In order to file a Form 5472, the LLC must obtain an employer identification number from the IRS. For each Form 5472, the Form must include (1) the name, U.S. tax identification number, if applicable, and address of the related party, (2) the nature of the related party’s business and its principal place of business, (3) each country in which the related party files an income tax return as a resident under the tax laws of that country, (4) the relationship of the LLC to the related party, (5) the name, address, and U.S. taxpayer identification number for the reporting corporation, (6) the reporting corporation’s total assets, (7) the places where it conducts its business, (8) its principal business activity, and (9) the name of all direct and indirect 25-percent foreign shareholders, among other information. The information reported on a Form 5472 is not available to the general public but is available to the IRS and other government agencies if the disclosure of information is authorized under Code section 6103. In addition, the United States can also exchange the information on the Form 5472 pursuant to tax treaties, protocols, and tax information exchange agreements under Code section 6103.

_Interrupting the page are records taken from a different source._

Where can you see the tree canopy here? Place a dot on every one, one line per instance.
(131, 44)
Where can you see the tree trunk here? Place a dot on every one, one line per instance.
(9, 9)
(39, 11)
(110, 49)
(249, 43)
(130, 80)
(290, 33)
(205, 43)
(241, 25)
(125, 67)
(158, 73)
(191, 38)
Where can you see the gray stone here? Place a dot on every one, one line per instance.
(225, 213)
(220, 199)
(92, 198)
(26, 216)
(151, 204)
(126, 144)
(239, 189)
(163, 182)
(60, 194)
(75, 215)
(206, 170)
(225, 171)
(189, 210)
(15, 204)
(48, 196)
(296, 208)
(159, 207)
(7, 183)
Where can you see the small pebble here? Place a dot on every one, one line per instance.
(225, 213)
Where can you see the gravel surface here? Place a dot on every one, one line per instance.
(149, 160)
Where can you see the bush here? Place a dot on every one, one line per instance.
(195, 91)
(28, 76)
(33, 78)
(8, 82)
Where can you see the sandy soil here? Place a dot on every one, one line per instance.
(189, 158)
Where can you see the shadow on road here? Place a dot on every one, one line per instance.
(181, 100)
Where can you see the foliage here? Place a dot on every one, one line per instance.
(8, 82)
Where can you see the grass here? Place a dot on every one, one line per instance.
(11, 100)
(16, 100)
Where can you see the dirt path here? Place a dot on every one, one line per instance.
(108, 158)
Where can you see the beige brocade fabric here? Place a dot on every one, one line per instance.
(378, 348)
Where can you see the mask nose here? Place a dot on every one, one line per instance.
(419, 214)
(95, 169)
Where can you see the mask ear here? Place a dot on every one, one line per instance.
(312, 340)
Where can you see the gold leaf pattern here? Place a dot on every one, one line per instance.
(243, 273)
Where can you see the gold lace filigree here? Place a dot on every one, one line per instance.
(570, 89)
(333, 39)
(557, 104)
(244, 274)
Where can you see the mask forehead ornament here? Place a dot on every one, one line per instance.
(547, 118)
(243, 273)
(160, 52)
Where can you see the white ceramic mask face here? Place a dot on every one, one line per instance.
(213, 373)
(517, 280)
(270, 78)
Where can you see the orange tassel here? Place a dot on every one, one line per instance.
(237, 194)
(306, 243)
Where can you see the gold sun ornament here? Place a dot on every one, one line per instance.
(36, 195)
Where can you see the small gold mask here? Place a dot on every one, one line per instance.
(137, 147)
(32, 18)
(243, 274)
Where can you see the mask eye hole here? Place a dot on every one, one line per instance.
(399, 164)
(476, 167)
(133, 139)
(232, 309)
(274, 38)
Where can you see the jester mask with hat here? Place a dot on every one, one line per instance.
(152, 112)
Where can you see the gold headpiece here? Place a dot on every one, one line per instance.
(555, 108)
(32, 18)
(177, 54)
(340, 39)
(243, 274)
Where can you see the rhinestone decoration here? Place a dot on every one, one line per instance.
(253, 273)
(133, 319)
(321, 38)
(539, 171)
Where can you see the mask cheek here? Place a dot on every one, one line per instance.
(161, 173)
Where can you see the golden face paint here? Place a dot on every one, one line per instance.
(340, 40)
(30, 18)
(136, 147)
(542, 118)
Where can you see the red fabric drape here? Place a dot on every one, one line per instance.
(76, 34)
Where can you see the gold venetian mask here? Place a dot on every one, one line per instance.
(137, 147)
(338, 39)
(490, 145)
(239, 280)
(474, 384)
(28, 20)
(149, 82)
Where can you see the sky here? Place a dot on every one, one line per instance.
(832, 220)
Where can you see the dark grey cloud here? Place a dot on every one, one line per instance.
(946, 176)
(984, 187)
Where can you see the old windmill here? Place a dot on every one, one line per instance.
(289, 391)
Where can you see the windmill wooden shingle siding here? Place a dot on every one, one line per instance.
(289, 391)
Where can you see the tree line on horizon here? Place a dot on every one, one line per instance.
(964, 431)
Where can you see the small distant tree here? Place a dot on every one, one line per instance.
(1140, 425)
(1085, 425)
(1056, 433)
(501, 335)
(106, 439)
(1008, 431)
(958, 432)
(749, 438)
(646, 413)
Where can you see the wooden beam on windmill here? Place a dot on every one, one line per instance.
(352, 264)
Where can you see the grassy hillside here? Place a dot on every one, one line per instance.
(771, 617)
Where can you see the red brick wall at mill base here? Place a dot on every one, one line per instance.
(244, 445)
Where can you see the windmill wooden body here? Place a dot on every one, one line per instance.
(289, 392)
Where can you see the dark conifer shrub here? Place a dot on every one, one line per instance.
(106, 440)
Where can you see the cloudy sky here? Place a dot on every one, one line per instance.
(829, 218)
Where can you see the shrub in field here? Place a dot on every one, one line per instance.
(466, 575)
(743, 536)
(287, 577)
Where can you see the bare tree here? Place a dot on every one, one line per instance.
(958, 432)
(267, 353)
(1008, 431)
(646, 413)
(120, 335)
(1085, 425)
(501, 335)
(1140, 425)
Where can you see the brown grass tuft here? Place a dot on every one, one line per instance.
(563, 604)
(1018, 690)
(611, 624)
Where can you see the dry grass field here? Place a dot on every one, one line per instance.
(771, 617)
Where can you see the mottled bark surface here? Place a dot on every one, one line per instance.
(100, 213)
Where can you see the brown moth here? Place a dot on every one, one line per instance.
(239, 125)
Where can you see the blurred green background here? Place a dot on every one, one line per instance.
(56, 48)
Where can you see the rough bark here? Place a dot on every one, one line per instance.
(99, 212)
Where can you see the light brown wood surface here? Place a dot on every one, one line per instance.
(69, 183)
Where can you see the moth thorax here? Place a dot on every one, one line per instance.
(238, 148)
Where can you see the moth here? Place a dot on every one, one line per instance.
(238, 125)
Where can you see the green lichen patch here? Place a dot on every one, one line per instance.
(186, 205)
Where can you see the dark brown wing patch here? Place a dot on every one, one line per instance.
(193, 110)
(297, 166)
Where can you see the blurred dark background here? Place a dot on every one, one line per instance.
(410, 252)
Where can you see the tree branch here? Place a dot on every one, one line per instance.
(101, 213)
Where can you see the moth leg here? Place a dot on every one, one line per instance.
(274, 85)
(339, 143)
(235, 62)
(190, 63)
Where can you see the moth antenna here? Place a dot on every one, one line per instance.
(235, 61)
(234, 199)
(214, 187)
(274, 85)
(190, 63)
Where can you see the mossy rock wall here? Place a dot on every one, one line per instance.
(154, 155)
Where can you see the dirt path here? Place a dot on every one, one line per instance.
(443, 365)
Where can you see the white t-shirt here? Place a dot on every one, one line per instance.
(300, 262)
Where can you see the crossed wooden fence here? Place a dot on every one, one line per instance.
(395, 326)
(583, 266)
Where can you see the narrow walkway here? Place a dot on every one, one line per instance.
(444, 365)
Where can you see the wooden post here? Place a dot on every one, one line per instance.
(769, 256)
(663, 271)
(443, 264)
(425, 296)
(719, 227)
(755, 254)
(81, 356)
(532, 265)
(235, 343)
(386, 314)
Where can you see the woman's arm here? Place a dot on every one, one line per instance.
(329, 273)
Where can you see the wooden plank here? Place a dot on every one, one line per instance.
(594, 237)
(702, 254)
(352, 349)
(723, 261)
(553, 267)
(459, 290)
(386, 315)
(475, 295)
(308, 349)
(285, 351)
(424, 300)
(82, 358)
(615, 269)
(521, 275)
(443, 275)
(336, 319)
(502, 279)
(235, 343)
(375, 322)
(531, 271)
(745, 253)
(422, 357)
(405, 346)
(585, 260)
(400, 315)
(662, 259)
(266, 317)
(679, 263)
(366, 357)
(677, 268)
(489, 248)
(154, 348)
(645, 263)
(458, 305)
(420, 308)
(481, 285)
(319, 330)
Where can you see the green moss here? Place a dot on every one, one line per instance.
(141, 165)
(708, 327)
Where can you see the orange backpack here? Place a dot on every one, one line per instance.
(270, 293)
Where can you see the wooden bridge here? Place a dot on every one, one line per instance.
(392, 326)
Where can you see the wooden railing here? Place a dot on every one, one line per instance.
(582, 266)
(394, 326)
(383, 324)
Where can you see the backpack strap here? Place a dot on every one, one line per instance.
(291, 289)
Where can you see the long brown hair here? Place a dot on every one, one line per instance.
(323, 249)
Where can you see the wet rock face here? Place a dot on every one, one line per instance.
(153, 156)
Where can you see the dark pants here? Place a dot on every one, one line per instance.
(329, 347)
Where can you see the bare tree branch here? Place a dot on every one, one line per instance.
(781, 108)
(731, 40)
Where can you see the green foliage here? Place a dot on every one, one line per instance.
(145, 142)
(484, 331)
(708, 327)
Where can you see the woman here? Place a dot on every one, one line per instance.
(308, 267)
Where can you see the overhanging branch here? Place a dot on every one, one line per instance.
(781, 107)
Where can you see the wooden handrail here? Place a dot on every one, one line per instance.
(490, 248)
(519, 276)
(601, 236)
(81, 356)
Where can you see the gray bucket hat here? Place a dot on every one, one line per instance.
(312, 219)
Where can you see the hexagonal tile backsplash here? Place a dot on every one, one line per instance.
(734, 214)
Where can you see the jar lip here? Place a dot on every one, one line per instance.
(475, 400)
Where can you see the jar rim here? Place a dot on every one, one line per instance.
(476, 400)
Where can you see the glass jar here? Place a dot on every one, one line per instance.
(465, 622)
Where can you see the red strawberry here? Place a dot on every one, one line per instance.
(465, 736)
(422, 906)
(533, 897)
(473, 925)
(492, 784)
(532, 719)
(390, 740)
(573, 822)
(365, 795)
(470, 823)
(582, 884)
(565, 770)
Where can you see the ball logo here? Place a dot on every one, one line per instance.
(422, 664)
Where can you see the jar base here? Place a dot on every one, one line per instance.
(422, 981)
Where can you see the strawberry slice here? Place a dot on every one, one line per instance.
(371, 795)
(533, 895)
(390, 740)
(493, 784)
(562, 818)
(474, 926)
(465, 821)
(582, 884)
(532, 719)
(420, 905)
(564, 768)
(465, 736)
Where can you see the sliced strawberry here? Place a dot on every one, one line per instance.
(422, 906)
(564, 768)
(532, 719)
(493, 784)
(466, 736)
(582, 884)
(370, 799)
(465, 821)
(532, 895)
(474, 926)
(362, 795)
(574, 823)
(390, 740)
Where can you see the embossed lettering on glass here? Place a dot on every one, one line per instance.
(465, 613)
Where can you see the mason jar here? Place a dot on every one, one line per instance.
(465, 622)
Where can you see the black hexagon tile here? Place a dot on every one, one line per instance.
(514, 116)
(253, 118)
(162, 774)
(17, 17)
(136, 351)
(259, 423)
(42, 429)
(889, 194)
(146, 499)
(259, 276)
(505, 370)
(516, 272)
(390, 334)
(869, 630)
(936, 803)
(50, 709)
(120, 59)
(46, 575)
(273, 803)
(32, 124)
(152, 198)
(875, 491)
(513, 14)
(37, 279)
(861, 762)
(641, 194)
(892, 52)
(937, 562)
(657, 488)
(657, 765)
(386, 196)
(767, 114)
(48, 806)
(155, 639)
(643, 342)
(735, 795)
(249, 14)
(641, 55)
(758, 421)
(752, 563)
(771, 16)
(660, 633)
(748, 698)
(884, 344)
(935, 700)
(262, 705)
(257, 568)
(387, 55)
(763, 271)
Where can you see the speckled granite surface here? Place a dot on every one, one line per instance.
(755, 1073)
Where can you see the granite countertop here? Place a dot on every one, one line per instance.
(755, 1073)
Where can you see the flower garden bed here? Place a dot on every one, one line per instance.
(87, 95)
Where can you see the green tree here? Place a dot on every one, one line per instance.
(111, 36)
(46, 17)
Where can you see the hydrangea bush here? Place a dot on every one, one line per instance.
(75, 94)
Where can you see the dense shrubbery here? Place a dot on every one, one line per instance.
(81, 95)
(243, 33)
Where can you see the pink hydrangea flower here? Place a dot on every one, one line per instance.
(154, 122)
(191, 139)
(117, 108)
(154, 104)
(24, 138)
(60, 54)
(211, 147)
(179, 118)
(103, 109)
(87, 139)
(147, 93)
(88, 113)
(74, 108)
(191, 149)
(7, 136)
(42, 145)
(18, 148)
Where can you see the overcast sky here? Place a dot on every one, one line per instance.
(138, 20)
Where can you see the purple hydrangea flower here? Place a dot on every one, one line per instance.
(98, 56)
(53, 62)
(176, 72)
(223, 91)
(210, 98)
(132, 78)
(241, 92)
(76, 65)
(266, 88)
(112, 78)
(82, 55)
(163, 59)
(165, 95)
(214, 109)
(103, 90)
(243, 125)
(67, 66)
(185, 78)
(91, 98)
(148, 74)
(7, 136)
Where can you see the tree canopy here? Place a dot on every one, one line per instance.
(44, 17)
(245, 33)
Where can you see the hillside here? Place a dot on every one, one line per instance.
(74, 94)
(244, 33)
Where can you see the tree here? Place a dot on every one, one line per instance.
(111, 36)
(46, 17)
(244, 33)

In addition to reporting obligations, the LLC has a record maintenance requirement under Code section 6038A for transactions with foreign related parties. It is required to keep (1) original entry books and transactional records, (2) profit and loss statements, (3) pricing documents, (4) any foreign country and third party filings relevant to the related transactions, (5) ownership and capital structure records, and (6) records of loans, services and other nonsales transactions, among others. Failing to file a Form 5472 may result in a $10,000 penalty for each form the reporting corporation was required to file. This penalty also applies if the reporting corporation fails to comply with the record maintenance requirements under Code section 6038A. Criminal penalties may also apply if the reporting corporation files false or fraudulent information on a Form 5472.

Taxpayers who are concerned about their potential reporting obligations under these regulations should consult with competent tax counsel to determine whether they will have a Form 5472 obligation for the 2017 tax year.